My tipped scale has made me also realize I have taken for granted friendships that I have built thru the years. When the kids were young all of us girlfriends connected every day because we needed the support of one another to get thru our day of work, crying toddlers, and other obligations. As the kids became older, we as friends met less frequent. We stopped depending on each other for help, and that's probably where I started to take my friendships for granted. Things within life started to speed up and became more consuming with my kids activities/sports. My kids and my husband were all I needed to keep me going. I started to distance myself purely by accident by not going to the morning coffees or not attending girls night out simply because I was tired or I wanted to spend time with my family. I did not make the effort.
This mess has made me realize how important these friendships are. My support system of friends and family are tipping the scale but in a good way. They are helping calm me with offers of bringing meals, carpooling my kids, walking my dog, running errands and who know's what else will come up in the next few weeks.

Having support during this time is so important. There are local support groups that help people with dealing with their cancer, the fears, impacts on their life and families. One group is the Cancer Support Group of the Bay Area. They have offices in Walnut Creek and offer programs for various subjects. I have not used their services but if my treatment options bring me to chemotherapy, I probably will.  My group of friends are my support group and have helped my soul stay calm thru this mess. However after my surgery I will need to bring my scale back to the center since some of the things I have been partaking in with my girlfriends are not good for the body,i.e. lots of wine and decadent food! I am sure there will be a balance once again with all my friends but I will never again begin to take for granted my friendships. What I also have learned thru this negative is that when the time comes that one of my friends needs help, it will help my soul to be able to offer my help and comfort them like they have done to me.

So I have less then one week left, finals pre op tests are going to be done, our chair has been delivered for me to live in for the next 2 weeks. It's so ugly modern but it grows on you. Meal and ride sign ups have been completed on a great web site called Sign Up Genius. It allows you to create a chart of days you need help, meals, rides, grocery's, or what ever else you can think of. People then enter your website and sign up for a slot. It sends them reminders too! I still need to get shirts that open in the front for sitting around. Frank suggested men's P.J. tops, roomy and comfy.  I still need to get the household set up so it kinda runs on autopilot. I am getting close to my goal but the getting Grant to the 5:45am swim/dry land workouts  will be a tricky one to figure out! If he doesn't make it, he doesn't make it. I had the best intentions but it just may not happen.

I head to UCSF today with Frank. No one has called me to observe even though it is a service that is offered.
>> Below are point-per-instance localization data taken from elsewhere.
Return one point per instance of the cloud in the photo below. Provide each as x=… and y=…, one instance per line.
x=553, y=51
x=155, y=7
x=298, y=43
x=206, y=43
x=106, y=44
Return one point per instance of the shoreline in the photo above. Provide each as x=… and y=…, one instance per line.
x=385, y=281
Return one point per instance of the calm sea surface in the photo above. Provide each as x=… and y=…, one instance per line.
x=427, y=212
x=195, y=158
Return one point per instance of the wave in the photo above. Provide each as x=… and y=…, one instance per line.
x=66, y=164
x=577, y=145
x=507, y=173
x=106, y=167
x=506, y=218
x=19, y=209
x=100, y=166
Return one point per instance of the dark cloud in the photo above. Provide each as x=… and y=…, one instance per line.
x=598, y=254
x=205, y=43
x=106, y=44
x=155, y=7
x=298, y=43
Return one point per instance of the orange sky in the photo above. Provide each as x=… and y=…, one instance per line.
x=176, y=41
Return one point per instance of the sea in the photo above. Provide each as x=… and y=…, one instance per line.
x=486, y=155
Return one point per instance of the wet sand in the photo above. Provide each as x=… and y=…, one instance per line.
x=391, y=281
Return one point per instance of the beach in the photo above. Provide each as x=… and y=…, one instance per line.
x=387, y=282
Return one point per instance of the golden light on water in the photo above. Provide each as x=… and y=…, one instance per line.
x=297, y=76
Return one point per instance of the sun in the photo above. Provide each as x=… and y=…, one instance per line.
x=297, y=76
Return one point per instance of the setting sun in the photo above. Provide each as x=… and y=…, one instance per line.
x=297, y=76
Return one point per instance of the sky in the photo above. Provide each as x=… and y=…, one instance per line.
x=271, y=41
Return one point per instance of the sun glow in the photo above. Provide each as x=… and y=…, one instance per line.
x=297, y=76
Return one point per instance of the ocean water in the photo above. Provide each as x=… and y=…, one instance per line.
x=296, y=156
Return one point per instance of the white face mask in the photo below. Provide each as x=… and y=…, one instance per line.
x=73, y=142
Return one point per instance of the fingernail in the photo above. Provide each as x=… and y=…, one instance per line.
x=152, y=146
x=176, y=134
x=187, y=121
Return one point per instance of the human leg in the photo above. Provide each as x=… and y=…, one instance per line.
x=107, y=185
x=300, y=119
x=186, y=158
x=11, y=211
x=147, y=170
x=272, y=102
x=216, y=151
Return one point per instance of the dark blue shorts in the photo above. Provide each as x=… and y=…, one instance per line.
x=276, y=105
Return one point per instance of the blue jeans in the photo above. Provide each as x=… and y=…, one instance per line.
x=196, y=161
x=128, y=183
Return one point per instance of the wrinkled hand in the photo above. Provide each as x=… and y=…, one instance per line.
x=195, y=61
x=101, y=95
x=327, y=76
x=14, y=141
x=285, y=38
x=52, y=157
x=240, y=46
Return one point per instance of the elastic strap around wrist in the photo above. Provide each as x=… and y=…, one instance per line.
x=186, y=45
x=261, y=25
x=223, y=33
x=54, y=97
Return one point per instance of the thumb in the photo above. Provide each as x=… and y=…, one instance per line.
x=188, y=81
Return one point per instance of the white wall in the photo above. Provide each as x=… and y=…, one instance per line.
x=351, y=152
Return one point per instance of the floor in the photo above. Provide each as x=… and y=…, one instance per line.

They are confirming the pathologist report so I will have answers on that as well. I have been sleeping well which I am surprised. Maybe it is just my body telling me it is exhausted and ready to get this over with. Who knows.

What I do know is there is a pastry from this absolutely luscious bakery Frank and I were at yesterday in Sonoma that is waiting for me downstairs hidden in the back of my pantry away from my kid's eyes. A cup of black coffee in my beautiful new coffee cup from my girlfriends and this pastry will be good for my soul but not exactly good for my body...but at this point it can't do any harm. What's important to me the next couple days is simply, what's good for my soul.